This is content we personally found fascinating, so we’re sharing it with you, even though it’s from another site and almost a year old!
We’ve always been fascinated with manufacturing processes. Here’s a five-minute slice of what goes into a German-made SIG pistol. Shot on location, as it were, in the highly automated plant in Eckernförde, Germany, near the Danish border.
Several things are very striking about this video. One was the tidniess of the place: clean uniforms worn by the workers, clean floors, well-organized workbenches, nothing obstructing machines. A thoroughly modern plant, with perhaps a touch of the Teutonic (fittingly enough). Another was the sheer level of automation involved. Combination mill/lathes, automatic honing machines, hammer-forge machines for barrel making, and of course modern multiaxis CNC machining centers.
Consider the machining center. The machine itself is expensive, hundreds of thousands of dollars (well, here, Euros). The tooling (both work-holding and cutting tools) are expensive, and at least some of it amounts to wear-out items that need periodic replacement, on schedule or on condition. But the real expense, the real value-added inside that maelstrom of tearing metal and spraying coolant, is in the programming, the software for the machine. That lets, subject to minimal human ministrations, machines make machines.
Until, of course, it all comes together. The machines are assembled (and the highest-end ones, custom-tuned) by human smiths at the end of the assembly line.
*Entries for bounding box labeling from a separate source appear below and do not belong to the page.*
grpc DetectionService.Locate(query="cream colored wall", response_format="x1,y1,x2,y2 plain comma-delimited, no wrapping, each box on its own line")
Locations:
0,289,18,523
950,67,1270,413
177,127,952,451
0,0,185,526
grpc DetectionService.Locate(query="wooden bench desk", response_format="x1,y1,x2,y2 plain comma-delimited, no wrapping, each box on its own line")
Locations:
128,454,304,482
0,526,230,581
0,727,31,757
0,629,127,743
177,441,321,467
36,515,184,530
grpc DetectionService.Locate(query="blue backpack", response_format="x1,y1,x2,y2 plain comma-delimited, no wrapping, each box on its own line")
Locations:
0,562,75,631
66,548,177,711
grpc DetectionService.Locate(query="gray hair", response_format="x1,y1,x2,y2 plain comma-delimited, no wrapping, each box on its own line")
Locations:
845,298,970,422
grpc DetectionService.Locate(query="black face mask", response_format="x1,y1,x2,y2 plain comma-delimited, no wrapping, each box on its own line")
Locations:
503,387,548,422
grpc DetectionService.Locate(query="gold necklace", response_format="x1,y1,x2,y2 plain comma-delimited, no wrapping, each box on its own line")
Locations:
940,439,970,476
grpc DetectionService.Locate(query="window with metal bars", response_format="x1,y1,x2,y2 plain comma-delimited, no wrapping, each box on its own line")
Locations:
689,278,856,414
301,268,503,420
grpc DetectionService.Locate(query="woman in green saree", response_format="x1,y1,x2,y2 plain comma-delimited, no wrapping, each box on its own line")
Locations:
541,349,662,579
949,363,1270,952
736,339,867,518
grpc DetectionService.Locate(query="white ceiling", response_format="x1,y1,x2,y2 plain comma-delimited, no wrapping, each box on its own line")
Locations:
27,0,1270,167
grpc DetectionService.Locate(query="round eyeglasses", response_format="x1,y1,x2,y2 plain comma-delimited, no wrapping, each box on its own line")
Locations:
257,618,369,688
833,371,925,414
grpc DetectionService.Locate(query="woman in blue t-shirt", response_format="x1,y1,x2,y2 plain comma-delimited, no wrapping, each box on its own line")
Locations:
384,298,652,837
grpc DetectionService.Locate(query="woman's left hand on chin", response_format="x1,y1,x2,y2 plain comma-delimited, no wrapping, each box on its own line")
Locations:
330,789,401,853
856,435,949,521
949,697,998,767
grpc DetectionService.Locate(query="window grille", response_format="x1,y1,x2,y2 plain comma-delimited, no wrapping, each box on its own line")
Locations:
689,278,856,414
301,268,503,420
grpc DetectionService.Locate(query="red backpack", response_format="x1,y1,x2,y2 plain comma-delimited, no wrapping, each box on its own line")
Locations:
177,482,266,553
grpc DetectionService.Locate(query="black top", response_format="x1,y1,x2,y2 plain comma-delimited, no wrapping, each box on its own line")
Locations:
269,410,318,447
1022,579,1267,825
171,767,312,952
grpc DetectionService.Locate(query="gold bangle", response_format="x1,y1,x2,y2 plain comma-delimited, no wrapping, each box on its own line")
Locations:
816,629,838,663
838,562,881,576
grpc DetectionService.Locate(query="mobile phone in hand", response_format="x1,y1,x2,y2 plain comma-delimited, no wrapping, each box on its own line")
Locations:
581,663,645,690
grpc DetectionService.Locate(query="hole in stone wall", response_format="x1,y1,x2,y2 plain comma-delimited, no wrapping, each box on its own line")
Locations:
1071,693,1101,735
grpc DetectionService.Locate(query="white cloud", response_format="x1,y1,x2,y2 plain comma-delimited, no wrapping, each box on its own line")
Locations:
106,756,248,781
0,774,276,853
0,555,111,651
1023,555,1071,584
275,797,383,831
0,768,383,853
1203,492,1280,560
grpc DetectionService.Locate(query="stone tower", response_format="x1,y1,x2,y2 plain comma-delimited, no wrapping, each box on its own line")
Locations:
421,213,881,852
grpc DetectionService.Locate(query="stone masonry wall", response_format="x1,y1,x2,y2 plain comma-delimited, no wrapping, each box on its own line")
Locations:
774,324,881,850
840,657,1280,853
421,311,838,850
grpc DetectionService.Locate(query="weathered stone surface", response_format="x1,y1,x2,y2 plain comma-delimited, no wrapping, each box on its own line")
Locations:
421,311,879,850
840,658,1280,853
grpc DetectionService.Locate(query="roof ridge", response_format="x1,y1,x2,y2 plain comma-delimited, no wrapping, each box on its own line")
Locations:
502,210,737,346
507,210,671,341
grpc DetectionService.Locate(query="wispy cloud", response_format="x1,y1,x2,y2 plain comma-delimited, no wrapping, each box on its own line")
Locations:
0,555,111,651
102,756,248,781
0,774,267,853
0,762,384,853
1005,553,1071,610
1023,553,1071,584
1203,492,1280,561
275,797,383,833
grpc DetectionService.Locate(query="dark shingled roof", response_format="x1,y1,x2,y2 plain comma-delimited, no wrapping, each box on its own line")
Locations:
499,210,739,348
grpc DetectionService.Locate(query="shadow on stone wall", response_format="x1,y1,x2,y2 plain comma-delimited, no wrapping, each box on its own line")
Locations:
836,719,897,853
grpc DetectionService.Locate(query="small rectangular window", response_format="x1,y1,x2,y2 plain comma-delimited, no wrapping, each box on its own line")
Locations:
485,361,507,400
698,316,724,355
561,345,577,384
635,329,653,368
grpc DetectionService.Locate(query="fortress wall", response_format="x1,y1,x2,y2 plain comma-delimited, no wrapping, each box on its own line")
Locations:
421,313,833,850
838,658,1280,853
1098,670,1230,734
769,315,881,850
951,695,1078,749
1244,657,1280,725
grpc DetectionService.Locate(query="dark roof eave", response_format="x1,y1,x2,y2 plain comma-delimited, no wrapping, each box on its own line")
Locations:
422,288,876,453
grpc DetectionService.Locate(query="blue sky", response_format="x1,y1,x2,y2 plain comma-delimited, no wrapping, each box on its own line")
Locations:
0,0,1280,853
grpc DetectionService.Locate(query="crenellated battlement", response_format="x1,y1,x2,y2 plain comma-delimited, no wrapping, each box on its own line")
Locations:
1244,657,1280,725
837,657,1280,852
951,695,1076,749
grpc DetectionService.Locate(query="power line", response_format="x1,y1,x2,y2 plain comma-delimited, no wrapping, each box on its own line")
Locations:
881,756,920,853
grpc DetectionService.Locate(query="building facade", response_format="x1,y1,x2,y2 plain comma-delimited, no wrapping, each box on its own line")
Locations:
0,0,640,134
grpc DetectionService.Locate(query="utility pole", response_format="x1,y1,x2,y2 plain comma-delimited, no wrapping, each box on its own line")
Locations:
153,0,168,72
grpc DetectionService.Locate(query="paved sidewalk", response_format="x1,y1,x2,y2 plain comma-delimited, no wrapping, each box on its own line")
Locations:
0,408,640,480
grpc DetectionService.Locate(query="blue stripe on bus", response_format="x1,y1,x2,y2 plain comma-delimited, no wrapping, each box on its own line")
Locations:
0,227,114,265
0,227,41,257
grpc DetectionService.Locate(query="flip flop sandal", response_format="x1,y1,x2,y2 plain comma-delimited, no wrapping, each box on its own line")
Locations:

Note that while some of the products of this plant are imported, other SIGs are made in the USA.
Finally, we wish we knew the name of the young man in the video so we could credit him. He’s clearly engaged in the subject and presents some very complex processes in a clear manner.
Update: The Firearm Blog identifies him as Andrew T, a former Navy Corpsman, who blogs at the Vuurwapen Blog *”firearms” in Dutch), where he further ID’s himself as Andrew Tuohy. Figures anybody that squared away is a vet.
Recently, the buzz is that SIG-Sauer handgun quality has taken a hit. There’s obviously no valid statistical information available, just “buzz.” And like much internet commentary, it may well be manure, or “I got the old one” snobbery. With a process this automated, it’s honestly hard to see where it can go wrong, given minimum levels of calibration of the machinery and inspection of the processes. Even in this overheated gun market, where anything that goes bang is flying off shelves, SIG won’t be able to sustain their premium pricing if they don’t hold the line on quality (if not raise the bar still higher), and they’re intelligent people, so they don’t need us to tell them that.
SIG-sauer handguns are used by several Federal agencies and about a third of American police departments. (About half of PDs use Glocks, and the rest of the gunmakers fight over the 15-20% that SIG and Glock haven’t got. Smith & Wesson’s Glock-off M&P is coming on strong in that segment).